Take a deep breath as the origins of Covid deepen
China rolls out ‘aerosol’ vaccine just days after a study suggests the virus could have been genetically modified
Take a deep breath and then breathe. Earlier this week, China rolled out an aerosol vaccine in Shanghai to beef up its defense in the battle against rising Covid-19 outbreaks.
The news came just days after a study into the origins of the SARS-CoV-2 pathogen revealed it could have escaped from a research lab.
Covid-19 first surfaced in Wuhan in 2019 before triggering a lockdown of the Chinese city’s 8.5 million residents. Initially, a “wet market” was blamed for the outbreak.
Since then, nearly 6.6 million people have died from the virus worldwide, the World Health Organization has reported.
A global vaccination program has slowed down the death toll in the past two years amid a surge in scientific exploration and innovation.
“Shanghai announced on Tuesday that it would provide an inhaled version of CanSino Biologics’ injected Covid-19 vaccine as a booster dose for people aged 18 and above. [This makes] it the first [city] in the country to offer [an] inhalable vaccine, which was approved by China’s top drug regulator in early September,” state-controlled China Daily stated.
How it works:
- The vaccine is administered via a cup containing the aerosol of the vaccine, resembling a “mist.”
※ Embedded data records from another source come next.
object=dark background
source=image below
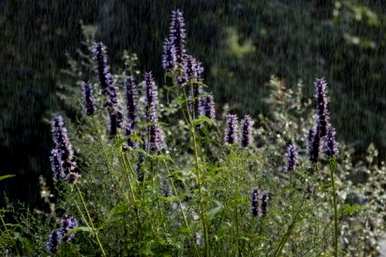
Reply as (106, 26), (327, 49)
(0, 0), (386, 206)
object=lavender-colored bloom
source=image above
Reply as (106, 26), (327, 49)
(315, 79), (330, 138)
(199, 95), (216, 119)
(50, 148), (66, 180)
(60, 215), (79, 242)
(92, 42), (123, 137)
(51, 115), (77, 182)
(145, 72), (158, 121)
(224, 114), (239, 144)
(46, 215), (79, 253)
(162, 38), (176, 71)
(46, 229), (63, 253)
(251, 189), (269, 217)
(82, 82), (95, 115)
(241, 115), (254, 147)
(148, 123), (164, 152)
(145, 72), (164, 152)
(125, 76), (137, 147)
(286, 144), (298, 172)
(181, 54), (204, 86)
(169, 9), (186, 65)
(308, 128), (320, 163)
(323, 126), (338, 158)
(91, 42), (113, 95)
- It is inhaled or sucked through the mouth.
- Chinese citizens already vaccinated are offered a single dose as a booster shot.
- The move comes amid rolling lockdowns across the country due to President Xi Jinping’s “zero-Covid” policy.
Our findings strongly suggest a synthetic origin of SARS-CoV-2.
Study published on bioRxiv
Delve deeper: “CanSino Biologics, the vaccine’s developer, said in a preprint study released in July that when delivered as a booster dose, the inhaled vaccine is capable of stimulating a stronger antibody response in fully vaccinated adults than the injected, inactivated vaccine. No severe adverse reaction has been observed,” China Daily reported.
Between the lines: News of the breakthrough came less than a week after an academic paper published by American and German researchers claimed human “fingerprints” were found in the DNA of Covid-19. The study showed that this would suggest the virus was “synthesized” or genetically modified.
Key findings: “SARS-CoV-2 is an anomaly, more likely a product of synthetic genome assembly than natural evolution. The synthetic fingerprint is anomalous in wild coronaviruses, and common in lab-assembled viruses,” the finding published on bioRxiv, a preprint server, said.
Synthetic origin: “Our findings strongly suggest a synthetic origin of SARS-CoV-2,” the preprint, which has not been peer-reviewed, added.
Split decision: Experts are divided on the findings. Some called the results “troubling” and the “strongest piece of evidence” yet that the virus was man-made. Others have described the paper as “deeply flawed.”
Big picture: There is no suggestion in the study that the virus escaped from a Chinese lab. But the Wuhan “wet market” was near the high-security Center for Emerging Infectious Diseases. Strange.
China Factor comment: Nearly three years since Covid-19 first surfaced, the origin of this microscopic enemy is still shrouded in mystery. Like the aerosol vaccine, it appears as elusive as the particles in the air we breathe.